On the other hand, although the barrier metal has originally an action of preventing surface oxidization of the aluminum alloy and improving contact between the aluminum alloy film and the pixel electrode, a barrier metal forming process becomes indispensable to obtain the conventional structure wiring such that a barrier metal is disposed between the contact interface; therefore, a deposition chamber for forming a barrier metal must be provided redundantly in addition to a depositing sputtering apparatus required for the formation of the gate electrode, the source electrode, and the drain electrode. However, as the cost of a liquid crystal panel etc. keeps to be reduced by mass production, it has become difficult to neglect the increase in the manufacturing cost and the decrease in productivity accompanying the formation of a barrier metal.
Due to such circumstances, an electrode material and a manufacturing process that enables dispensing of the barrier metals are desired recently.

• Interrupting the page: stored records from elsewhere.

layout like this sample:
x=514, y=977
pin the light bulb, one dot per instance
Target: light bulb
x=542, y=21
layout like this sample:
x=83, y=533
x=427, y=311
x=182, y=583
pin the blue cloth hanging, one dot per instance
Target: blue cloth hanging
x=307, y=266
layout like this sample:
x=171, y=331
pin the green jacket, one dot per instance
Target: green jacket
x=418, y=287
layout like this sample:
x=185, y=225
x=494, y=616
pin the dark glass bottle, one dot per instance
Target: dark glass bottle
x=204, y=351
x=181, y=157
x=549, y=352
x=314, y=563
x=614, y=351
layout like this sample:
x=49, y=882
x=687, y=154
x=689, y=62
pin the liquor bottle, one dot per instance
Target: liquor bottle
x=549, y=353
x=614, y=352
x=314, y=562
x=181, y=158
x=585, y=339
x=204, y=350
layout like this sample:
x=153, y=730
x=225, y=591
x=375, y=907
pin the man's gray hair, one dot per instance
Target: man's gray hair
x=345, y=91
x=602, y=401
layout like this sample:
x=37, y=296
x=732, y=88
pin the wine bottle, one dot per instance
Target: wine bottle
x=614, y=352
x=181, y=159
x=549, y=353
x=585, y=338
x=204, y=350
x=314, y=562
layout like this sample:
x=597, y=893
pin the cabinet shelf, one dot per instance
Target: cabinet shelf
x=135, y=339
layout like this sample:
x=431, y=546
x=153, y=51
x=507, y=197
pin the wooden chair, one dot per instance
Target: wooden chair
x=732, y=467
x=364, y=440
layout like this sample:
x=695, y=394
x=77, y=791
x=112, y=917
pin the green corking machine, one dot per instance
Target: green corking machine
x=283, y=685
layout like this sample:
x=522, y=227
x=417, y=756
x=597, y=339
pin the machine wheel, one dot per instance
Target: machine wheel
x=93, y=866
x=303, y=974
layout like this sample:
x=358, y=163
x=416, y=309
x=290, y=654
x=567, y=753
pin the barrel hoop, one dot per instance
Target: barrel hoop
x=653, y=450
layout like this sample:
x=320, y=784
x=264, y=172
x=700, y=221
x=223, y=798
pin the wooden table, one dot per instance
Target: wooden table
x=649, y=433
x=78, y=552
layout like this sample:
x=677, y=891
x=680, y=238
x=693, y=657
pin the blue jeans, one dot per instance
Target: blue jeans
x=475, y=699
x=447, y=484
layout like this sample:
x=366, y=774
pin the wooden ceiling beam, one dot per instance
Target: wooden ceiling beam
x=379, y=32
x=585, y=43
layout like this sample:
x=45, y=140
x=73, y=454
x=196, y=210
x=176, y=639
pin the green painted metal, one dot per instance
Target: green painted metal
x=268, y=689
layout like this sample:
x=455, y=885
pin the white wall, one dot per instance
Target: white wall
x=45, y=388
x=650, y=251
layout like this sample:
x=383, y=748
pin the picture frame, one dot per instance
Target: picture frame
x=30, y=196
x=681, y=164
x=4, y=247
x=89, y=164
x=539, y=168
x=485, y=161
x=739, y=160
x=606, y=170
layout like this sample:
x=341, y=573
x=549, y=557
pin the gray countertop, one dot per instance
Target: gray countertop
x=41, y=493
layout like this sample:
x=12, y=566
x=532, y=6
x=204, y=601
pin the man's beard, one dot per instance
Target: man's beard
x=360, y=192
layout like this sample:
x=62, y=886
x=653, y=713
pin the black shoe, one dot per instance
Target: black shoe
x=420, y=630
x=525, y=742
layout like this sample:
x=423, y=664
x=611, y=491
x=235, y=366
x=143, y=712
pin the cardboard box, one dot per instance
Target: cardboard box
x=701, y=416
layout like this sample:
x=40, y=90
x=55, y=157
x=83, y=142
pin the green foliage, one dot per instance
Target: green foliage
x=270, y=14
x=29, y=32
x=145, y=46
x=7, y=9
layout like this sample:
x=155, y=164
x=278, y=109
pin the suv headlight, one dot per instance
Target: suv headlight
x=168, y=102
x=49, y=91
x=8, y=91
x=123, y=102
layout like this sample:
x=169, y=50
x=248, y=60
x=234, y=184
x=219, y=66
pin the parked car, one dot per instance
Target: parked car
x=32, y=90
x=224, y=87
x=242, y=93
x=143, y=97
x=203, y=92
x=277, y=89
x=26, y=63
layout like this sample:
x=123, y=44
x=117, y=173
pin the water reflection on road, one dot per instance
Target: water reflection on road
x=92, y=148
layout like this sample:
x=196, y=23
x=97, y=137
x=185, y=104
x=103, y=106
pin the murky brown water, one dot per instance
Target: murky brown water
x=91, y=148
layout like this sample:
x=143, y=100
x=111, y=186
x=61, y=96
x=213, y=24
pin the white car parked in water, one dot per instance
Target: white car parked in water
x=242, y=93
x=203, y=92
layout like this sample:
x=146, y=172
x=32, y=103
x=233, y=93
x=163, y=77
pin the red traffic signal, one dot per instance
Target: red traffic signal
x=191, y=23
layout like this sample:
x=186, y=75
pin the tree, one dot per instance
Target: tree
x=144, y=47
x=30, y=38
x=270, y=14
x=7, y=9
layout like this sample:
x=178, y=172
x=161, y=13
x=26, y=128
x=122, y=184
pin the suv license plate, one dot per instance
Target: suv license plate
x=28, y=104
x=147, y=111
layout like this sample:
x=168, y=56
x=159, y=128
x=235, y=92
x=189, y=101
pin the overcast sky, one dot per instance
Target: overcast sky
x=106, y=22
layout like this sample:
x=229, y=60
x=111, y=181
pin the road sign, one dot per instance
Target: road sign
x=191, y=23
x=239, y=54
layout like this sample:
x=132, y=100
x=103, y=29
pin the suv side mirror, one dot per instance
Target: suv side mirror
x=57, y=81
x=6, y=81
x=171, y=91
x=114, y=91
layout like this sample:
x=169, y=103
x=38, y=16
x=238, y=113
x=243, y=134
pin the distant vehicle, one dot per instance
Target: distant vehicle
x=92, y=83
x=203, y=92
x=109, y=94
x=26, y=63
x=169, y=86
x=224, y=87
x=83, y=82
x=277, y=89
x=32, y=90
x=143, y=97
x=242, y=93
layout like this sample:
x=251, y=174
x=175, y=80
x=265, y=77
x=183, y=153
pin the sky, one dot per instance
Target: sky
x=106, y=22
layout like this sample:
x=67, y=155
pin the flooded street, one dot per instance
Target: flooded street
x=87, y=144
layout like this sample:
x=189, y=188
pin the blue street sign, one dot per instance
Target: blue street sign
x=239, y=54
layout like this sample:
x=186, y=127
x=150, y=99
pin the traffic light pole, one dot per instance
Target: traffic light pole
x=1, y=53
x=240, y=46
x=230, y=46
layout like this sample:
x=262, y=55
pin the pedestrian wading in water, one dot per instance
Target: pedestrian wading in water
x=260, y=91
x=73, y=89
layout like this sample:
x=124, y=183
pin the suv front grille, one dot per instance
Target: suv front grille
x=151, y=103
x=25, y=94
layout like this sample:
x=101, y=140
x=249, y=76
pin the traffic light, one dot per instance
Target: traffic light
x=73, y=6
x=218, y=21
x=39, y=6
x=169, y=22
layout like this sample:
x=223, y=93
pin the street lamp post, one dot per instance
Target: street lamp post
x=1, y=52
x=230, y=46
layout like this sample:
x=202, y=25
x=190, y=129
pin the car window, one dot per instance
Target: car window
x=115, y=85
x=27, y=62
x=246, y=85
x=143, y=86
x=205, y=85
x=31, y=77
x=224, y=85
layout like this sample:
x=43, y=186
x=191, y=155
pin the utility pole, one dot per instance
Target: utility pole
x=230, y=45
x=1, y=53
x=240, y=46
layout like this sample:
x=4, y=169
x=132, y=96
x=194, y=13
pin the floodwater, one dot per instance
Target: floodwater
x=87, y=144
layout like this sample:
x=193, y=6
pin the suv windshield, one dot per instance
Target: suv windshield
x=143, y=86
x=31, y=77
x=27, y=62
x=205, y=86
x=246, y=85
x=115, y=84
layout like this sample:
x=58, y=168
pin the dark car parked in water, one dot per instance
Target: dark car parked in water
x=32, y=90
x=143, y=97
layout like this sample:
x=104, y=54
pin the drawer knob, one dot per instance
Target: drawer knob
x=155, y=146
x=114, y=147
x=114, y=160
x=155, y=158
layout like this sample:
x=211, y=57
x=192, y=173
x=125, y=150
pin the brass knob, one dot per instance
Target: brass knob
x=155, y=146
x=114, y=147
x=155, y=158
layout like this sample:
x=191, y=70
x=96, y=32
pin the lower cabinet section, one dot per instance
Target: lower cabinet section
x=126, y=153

In response to such a demand, U.S. Pat. No. 6,218,206 supplemented one process for performing surface treatment. On the other hand, according to U.S. Pat. No. 6,252,247, deposition of the gate electrode, the source electrode, or the drain electrode can be performed continuously in the same deposition chamber, but increase in the number of steps cannot be avoided. Besides, when the chamber is used continuously, there occurs frequently a phenomenon that films peel off the wall of the chamber due to a difference of thermal expansion coefficient between a film into which impurities have been mixed and a film into which no impurity has been mixed, and consequently the equipment must be halted frequently because of maintenance. Moreover, according to the patent document 1, indium tin oxide (ITO) that is most popular at present must be altered to indium zinc oxide (IZO), which increases material cost.
In order to maintain the display quality of a display device, the electrode material is required to provide low electric resistance and a high level of heat resistance. For example, the properties required to be used as a source and drain electrode material of the amorphous TFT (one of elements of display devices) etc. are an electrical resistivity of 8 μΩ·cm or less (preferably, 5 μΩ·cm or less) and a heatproof temperature of 300 to 350° C. The properties required to be used as a gate electrode material are an electrical resistivity of 8 μΩ·cm or less and a heatproof temperature of 400 to 450° C. Since a current is made to flow always in the source/drain electrodes in order to read a pixel, it is desirable to suppress the electrical resistivity low and hence lessen power consumption of the display device. Moreover, it is necessary to lessen the time constant that is determined as a product of resistance and regulation capacity, so that display quality can be maintained even when the display panel is enlarged. Furthermore, the required heat resistance varies with the structure of a display device, and depends on deposition temperature of an insulating film that is used in post processing after electrode formation, and deposition temperature and heat treatment temperature of semiconductor layers.